En un trabajo anterior sobre una novela anterior de Mario Wong, quien escribe aventuró la idea de que las recurrentes obsesiones y la fascinación que las formas de la muerte ejercen y determinan los grandes ejes de su narrativa, constituían una teoría poética de la putrefacción. Ahora, podemos añadir la ya mencionada teoría poética de la gran fragmentación; de la existencia sentida como tal, pero exacerbada por la hiperestesia, esa sensibilidad excesiva y dolorosa, y la teoría de la putrefacción en un sentido luminosamente baudeleriano: ángel y carroña combinados, de igual peso específico, bajo el sol del Ser,  en el Bar Les Oiseaux (Los Pájaros), al final de una noche prolongada por brebajes irredentos, por ejemplo, allá en París, muy cerca de la boca del Metro Anvers.

 

Alors, ô ma beauté! Dites à la vermine

Qui vous mangera de baisers,

Que j’ai gardé la forme et l’essence divine

De mes amours décomposés!

 

 
¿París como centro magnético del mal, pero más allá del bien y del mal, en la  gran estética de la muerte, bajo luces de apocalipsis? Supongamos este fragmento:

 

 

“Una tarde, a eso de las 5:30 p.m, salí de mi cuarto, ubicado en un edificio de Sarcelles-Gonesse, y me sorprendí viendo a la gente que se arremolinaba, en uno de los extremos de un puente, sobre la vía férrea, por donde pasaban los autos (desde que salí del edificio había notado un movimiento inusual de gente y vehículos, y entre éstos, de autos policiales y  ambulancias que ululaban).
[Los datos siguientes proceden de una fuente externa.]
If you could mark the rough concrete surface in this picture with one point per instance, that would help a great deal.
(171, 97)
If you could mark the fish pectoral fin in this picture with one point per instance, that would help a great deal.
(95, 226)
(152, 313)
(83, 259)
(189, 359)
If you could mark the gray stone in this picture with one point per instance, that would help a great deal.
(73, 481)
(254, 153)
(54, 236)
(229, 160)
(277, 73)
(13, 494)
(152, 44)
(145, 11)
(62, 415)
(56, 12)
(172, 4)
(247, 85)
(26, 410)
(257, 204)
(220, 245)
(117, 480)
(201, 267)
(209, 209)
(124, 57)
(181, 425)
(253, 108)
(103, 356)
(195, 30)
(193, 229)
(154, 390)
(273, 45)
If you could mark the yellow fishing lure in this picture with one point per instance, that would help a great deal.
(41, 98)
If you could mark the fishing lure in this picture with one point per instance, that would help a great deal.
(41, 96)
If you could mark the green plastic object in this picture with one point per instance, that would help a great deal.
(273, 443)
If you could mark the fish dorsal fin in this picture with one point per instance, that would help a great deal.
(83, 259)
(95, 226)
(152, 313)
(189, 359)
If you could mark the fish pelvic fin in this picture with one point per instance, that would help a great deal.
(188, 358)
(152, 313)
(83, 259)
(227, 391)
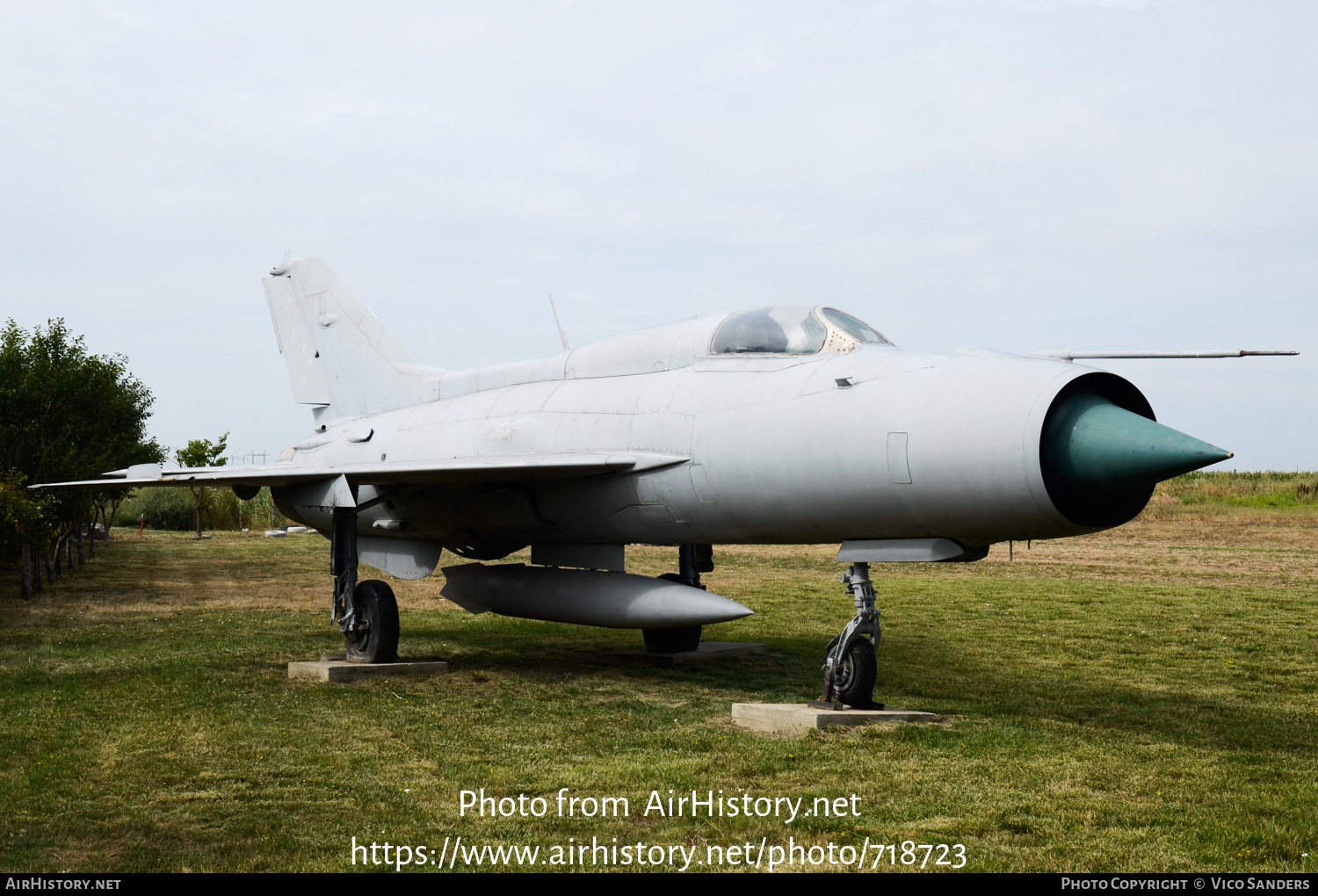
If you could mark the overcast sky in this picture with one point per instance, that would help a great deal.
(1012, 176)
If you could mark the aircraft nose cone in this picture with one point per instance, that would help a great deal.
(1094, 452)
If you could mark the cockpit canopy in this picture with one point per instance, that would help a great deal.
(791, 329)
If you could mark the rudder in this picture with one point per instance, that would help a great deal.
(340, 356)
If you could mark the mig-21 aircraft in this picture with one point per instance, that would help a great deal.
(780, 424)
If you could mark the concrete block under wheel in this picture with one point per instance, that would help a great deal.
(335, 669)
(798, 719)
(708, 650)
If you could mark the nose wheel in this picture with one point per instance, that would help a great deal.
(851, 667)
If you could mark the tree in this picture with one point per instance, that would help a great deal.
(65, 414)
(202, 452)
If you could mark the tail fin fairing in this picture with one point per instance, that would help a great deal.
(340, 356)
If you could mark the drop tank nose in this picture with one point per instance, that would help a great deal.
(1101, 461)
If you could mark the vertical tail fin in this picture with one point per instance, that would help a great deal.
(340, 356)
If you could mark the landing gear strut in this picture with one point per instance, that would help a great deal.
(366, 611)
(851, 668)
(692, 560)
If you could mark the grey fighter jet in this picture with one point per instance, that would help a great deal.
(782, 424)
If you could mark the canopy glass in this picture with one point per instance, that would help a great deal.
(791, 329)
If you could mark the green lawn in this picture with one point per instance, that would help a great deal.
(1138, 700)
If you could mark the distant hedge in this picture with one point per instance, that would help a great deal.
(171, 509)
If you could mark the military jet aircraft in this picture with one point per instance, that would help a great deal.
(782, 424)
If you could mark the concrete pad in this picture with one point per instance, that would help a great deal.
(339, 669)
(796, 719)
(708, 650)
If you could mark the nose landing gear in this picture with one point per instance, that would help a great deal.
(849, 666)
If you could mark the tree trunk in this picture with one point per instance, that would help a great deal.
(25, 584)
(113, 511)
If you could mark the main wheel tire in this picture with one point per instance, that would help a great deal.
(671, 640)
(379, 642)
(853, 682)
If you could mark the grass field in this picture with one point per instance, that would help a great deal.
(1143, 698)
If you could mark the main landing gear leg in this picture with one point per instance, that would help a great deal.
(851, 668)
(366, 611)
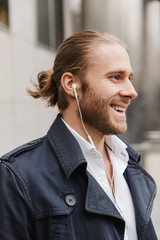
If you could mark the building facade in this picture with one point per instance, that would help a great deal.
(31, 30)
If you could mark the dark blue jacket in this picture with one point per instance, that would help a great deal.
(46, 193)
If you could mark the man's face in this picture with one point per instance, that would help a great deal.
(108, 90)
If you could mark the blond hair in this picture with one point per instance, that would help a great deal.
(74, 56)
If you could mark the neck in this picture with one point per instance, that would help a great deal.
(75, 123)
(97, 137)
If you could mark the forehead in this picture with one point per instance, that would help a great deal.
(110, 56)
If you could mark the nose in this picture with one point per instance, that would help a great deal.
(128, 90)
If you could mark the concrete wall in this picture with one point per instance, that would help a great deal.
(21, 58)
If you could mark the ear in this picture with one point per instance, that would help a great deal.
(67, 80)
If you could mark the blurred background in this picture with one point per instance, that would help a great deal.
(31, 30)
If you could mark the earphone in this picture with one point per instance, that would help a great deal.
(81, 118)
(74, 89)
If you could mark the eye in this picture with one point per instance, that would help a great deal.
(116, 77)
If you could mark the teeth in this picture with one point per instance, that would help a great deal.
(118, 108)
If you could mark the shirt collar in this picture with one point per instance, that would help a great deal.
(115, 144)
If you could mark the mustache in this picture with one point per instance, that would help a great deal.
(122, 101)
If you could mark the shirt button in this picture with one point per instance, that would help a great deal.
(70, 200)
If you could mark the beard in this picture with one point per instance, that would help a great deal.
(96, 113)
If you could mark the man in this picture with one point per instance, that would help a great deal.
(80, 181)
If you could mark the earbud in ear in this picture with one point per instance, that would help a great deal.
(74, 89)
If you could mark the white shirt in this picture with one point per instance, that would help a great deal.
(119, 160)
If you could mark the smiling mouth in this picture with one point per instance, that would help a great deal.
(118, 108)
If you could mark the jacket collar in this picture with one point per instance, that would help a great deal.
(65, 146)
(141, 184)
Me acerqué al puente. Entre los dos extremos  del tramo de una vía, pero en sentidos opuestos, a una distancia aproximada de 300 metros a cada lado, de un supuesto punto equidistante, se encontraban detenidos dos trenes; supuse que se trataba de una mala programación. Desde un comienzo percibí que algo no andaba bien. Creí, sin embargo, que el ruido y el movimiento, ambos excesivos, siempre estuvieron ahí, que no se trataba de una variación de intensidad, y que no lo había notado (esa tarde había descansado varias horas). No ocurría nada de eso; por los parlantes de la estación anunciaban que, debido a un accidente ocurrido sobre la vía férrea, el tránsito de trenes a París se veía interrumpido. La gente que se hallaba en la estación comenzó a subir por las escaleras, para ir hacia la salida, y de allí tomar distintos ómnibus; yo tomé uno que pasando sobre el puente se dirigía hacia Pierrefitte y terminaba su trayecto en la estación de <i>Saint Denis</i>. Cuando el ómnibus atravesó el puente, me encontraba de pie, sosteniéndome de uno de los pasamanos en ese momento miré, otra vez, hacia la vía férrea, y allí aparecieron ante mis ojos, súbitamente, los cuerpos despedazados, esparcidos sobre la vía; vi trozos de carne humana, brillando, y sentí un vacío en el estómago y unas ganas incontrolables de vomitar. La visión fue instantánea, fotográfica, cuya duración fue, evidentemente, mucho menor que la del paso veloz del ómnibus cruzando el puente; milésimas de segundo. Me dio la impresión que nadie, entre aquellas personas que se hallaban a mis costados, había visto nada. Empecé a creer que había tenido una alucinación, marcada por una coincidencia de hechos”.

 

¿Rue Belliard? ¿Rue Bélial? ¿Bélial? ¿Quién es Bélial o Belial? Roberto Mal-len vive en la rue Bélial –casi como vivir en la calle Morgue, espacio de la escritura donde confluyen los cadáveres en forma de recuerdos o visiones. Calle Belhor, rue Baal-ial, calle Beliar, rue Baal o Beliel o Beliall o Belliard. En la literatura bíblica, Bélial es un diabolosshatan, separador u obstáculo, que se me ocurre asociar al Démon (daimon) baudeleriano, ese aire impalpable que, al ser tragado, quema el pulmón y, con toda certeza, suscita visiones o sensaciones hiperestésicas susceptibles de percibir aspectos del gran delirio generalizado, por intermedio de los personajes fragmentados y desolados que lo encarnan, en ese París de apocalipsis, en ese París- Armagedón. (“Y los congregó en el lugar que en hebreo se llama Har-Mageddon”, Apocalipsis 16, 16). (Hay un cuadro de Hieronymus Bosch titulado: San Juan el Evangelista escribiendo el Apocalipsis).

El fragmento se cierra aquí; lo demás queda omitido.